To sustain the program, the government enforces a Domestic Market Obligation (DMO), requiring producers to sell a fixed portion of their output domestically at a capped price in exchange for export permits. While intended to secure domestic supply, this policy can distort market dynamics, particularly when international prices diverge from domestic benchmarks. High global crude palm oil (CPO) prices often incentivize producers to limit local sales or bypass the DMO, tightening domestic supply and increasing fiscal vulnerability. The plan to further raise the biodiesel blend rate also risks intensifying competition between energy and food sectors. Meeting the B40 mandate could already push Indonesia toward a palm oil supply deficit by 2026, leading to raw material shortages and price surges across food industries. Past domestic cooking oil crises have shown how quickly such imbalances can fuel inflation. Moreover, over-reliance on biofuels—whose production is sensitive to climatic fluctuations—could undermine Indonesia’s broader energy security, as seen in 2024 when plantation yields were significantly affected by weather variations. While Indonesia’s biodiesel expansion underscores the country’s commitment to cleaner energy, it also highlights the delicate balance between economic ambition, fiscal sustainability, and food security.

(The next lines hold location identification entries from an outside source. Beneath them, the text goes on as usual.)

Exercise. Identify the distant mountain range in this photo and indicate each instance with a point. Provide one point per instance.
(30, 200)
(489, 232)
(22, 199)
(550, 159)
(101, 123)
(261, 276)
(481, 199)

By focusing on innovation that advances second-generation biofuels, building resilient supply chains beyond a single crop, and ensuring that energy policies safeguard food security, India can pursue its decarbonisation ambitions responsibly. The lesson is clear. India should leapfrog the first-generation pitfalls seen elsewhere and scale biofuels in a way that supports climate goals without compromising the plates or pockets of its citizens.